她沉默的态度彻底激怒的了何决,下一秒,她被何决一把推倒在沙发上。小六受到惊吓,轻吠了一声,飞快地逃离的现场。
嘴唇上传来一阵刺痛,乔暖的舌尖尝到了血的腥味。何决死死地扣住她的手,膝盖压在她双膝之上,让她动弹不得。
粗暴而仓促的抚|摸让她觉得战栗而恐惧,可是她只是紧紧咬住嘴唇没有叫停。她欠这个少年太多,如果这种方式,能够让他稍微觉得好受一点……灼烫的吻从耳垂一路辗转往下,自颈项而到锁骨处,所到之处像是燃起了一丛一丛的火苗。
这是注定会发生的事,可是她唯独没想到会在这种糟糕的状况下发生。不是对的时机对的气氛,甚至不知道哪里还有一双偷窥的眼睛。
当她内衣衣扣被解开的那一瞬间,眼泪终于没忍住,从眼睛滑落下来,迅速地湮没在发间。
与此同时,何决的动作停了下来。
她睁开眼,对上了何决的眼睛。同样的痛苦和煎熬,如黑夜一般暗沉绝望。
心口痛得让她呼吸困难,然而她是用已经被泪水模糊的双眼紧紧盯着何决,一字一句地说:“我们分手吧。”
然后全身力气都像是被掏空了一般,她感觉自己在不断地往下坠。好像是沉入了冬日冰冷的海水之中,每一根骨头都泛着冷。
她就被带着冰碴的海水裹挟着不断向前,不能停下来,不能死,也不知道该如何求生。
心脏被剧烈得拉扯,她从来不知道会有这样一种痛,痛得让人觉得任何的形容和表达都是多余。
如果时间就停在这一刻,两个人互相注视着彼此死去,便是此生最大的恩赐。
最终,何决慢慢地站了起来,没说话,没有任何表情。然而他缓缓地走向门口,灯光下的身影萧索一如当年。好像从头到尾,整件事情就是一个悲剧的轮回。他们回到了原点,却回不到最初。
门哐啷一下子关上。
乔暖坐起来,抱紧自己双臂,哭得不能自已。
“你没有错,喜欢一个人没有错。”
“不用道歉,你知道我不会怪你。”
“我羡慕他比我大。”
“谁他妈要你当我姐姐!”
“总有一天她会答应我,如果不会,我也不在乎。”
……
再也没有这样一个少年,在漫长的时光里执着地守护在她的左右。她不优秀,她优柔寡断,天真得有些蠢,她没有太出色的本领,还容易同情心泛滥,这样一无是处的她,居然可以有幸被这样一个优秀的少年固执地喜欢着,像是混沌时光中一直不曾消逝的温暖。
“让你一想到时间就想到我。”
可是他们不会再有时间……也不会再有彼此。
这段时光就如同做梦一般,而一旦梦醒来,他们都该长大了。
人生就是这样一件残忍的事。
上一秒单车从洒着阳光的巷子里穿行而过,阳台上开着夏日的白花,下一秒就是生死相隔永不再续。上一秒天台涂满了夕阳的色彩,彼此头靠头安静地睡过去,梦里是有一只蠢兮兮的狗和恋人清俊的眉眼,下一秒就是不得不面对切肤的别离。
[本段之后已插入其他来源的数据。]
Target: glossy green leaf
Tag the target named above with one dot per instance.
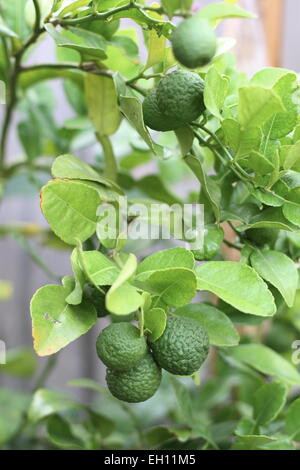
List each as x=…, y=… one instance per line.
x=123, y=298
x=219, y=327
x=238, y=285
x=215, y=91
x=173, y=286
x=257, y=105
x=172, y=258
x=21, y=362
x=99, y=269
x=279, y=270
x=70, y=209
x=242, y=141
x=209, y=186
x=102, y=105
x=55, y=324
x=88, y=44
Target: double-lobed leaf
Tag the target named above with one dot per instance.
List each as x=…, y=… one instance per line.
x=238, y=285
x=278, y=269
x=219, y=327
x=55, y=323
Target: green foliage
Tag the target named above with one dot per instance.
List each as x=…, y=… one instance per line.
x=235, y=150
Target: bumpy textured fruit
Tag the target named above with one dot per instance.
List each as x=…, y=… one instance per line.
x=194, y=42
x=120, y=346
x=180, y=95
x=183, y=347
x=137, y=384
x=154, y=118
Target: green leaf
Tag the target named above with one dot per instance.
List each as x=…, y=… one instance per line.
x=292, y=420
x=155, y=321
x=279, y=270
x=238, y=285
x=209, y=186
x=70, y=209
x=243, y=142
x=87, y=43
x=75, y=297
x=153, y=186
x=172, y=258
x=219, y=328
x=268, y=76
x=266, y=361
x=99, y=269
x=283, y=123
x=215, y=91
x=292, y=212
x=20, y=362
x=49, y=402
x=269, y=218
x=257, y=105
x=259, y=163
x=213, y=239
x=131, y=107
x=102, y=104
x=292, y=158
x=55, y=324
x=123, y=298
x=185, y=138
x=268, y=402
x=173, y=286
x=7, y=32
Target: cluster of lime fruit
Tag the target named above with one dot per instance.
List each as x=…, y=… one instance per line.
x=178, y=98
x=134, y=363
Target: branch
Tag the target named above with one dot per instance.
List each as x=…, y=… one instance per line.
x=12, y=100
x=105, y=15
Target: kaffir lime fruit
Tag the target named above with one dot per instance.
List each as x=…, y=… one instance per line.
x=154, y=118
x=183, y=346
x=180, y=96
x=120, y=346
x=194, y=42
x=137, y=384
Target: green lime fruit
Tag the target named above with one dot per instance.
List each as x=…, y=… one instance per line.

如果还有什么事是要后悔的……那就是她没能在最开始,就勇敢地牵住他的手。
既然这样的甜蜜时光怎样都是偷来的贼赃,她又何妨再多贪恋一些。
一分钟也好,甚至哪怕只有一秒钟。
让我在离开之前,能够完整地记住你的轮廓。
何决彻夜未归。
第二天清晨,乔暖拎着收拾好的行李,留了一张字条就离开了合租的房子。走的时候小六一直在叫,她回头看了半晌,最终还是狠下心将门关上。
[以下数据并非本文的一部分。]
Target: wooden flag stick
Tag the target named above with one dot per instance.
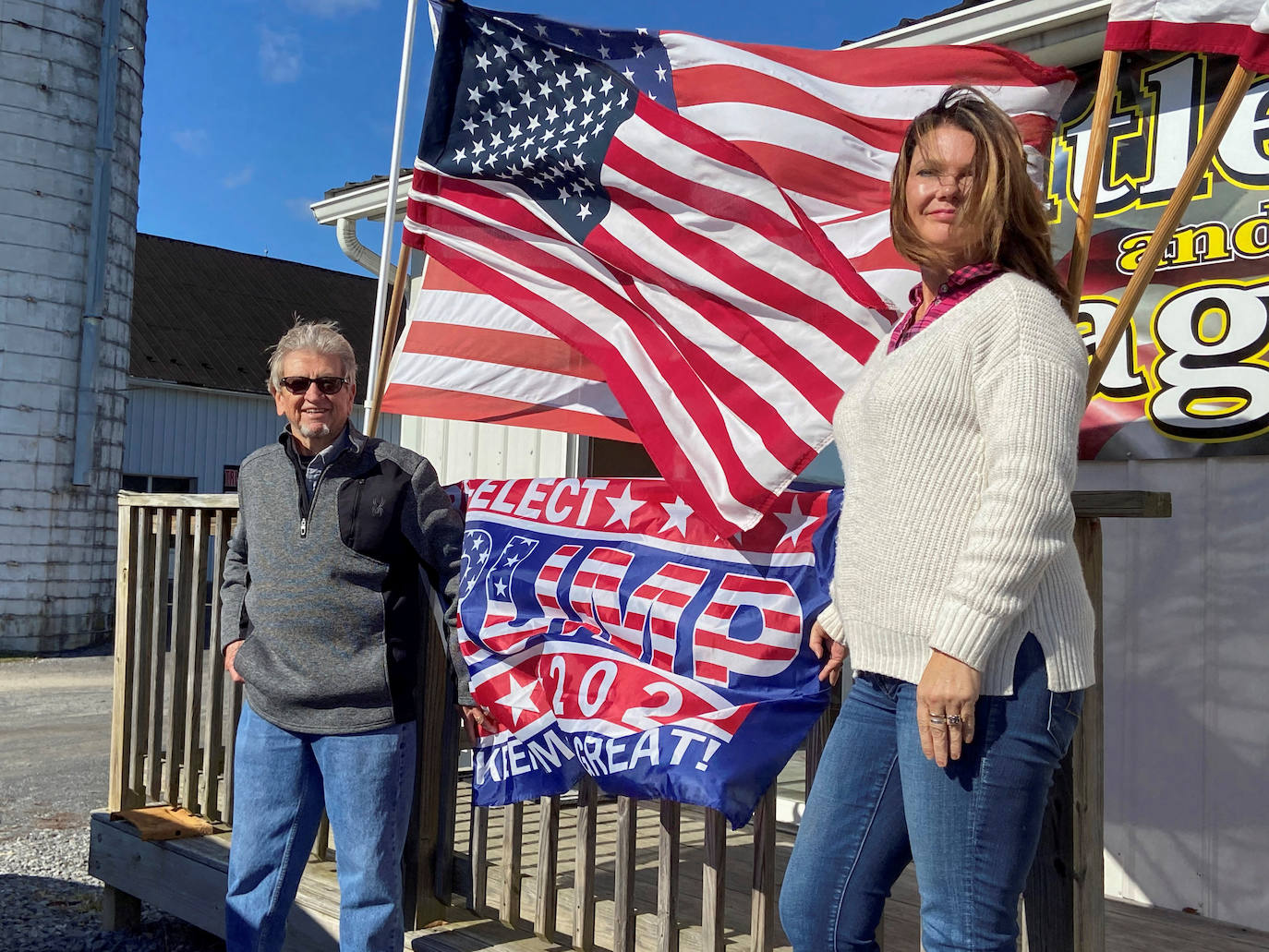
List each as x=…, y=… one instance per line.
x=1096, y=150
x=386, y=344
x=1234, y=91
到家之前先给家里打了个电话,因此乔暖一敲门里面就传来乔妈妈的声音:“来了。”
门被打开,乔妈妈看了乔暖一眼,不禁惊讶地问:“你脸色怎么这么差。”
“失眠。”她挤进屋里,将行李放在地上。
“嗓子也这么哑……又喝太多咖啡了吧,”乔妈妈不禁念叨起来,“都说了那黑乎乎的玩意对身体不好,让你少喝一点……”
乔暖静静地坐在沙发上,没有应声。
乔妈妈给她倒了杯温水,在她旁边坐下,“打算什么时候走?”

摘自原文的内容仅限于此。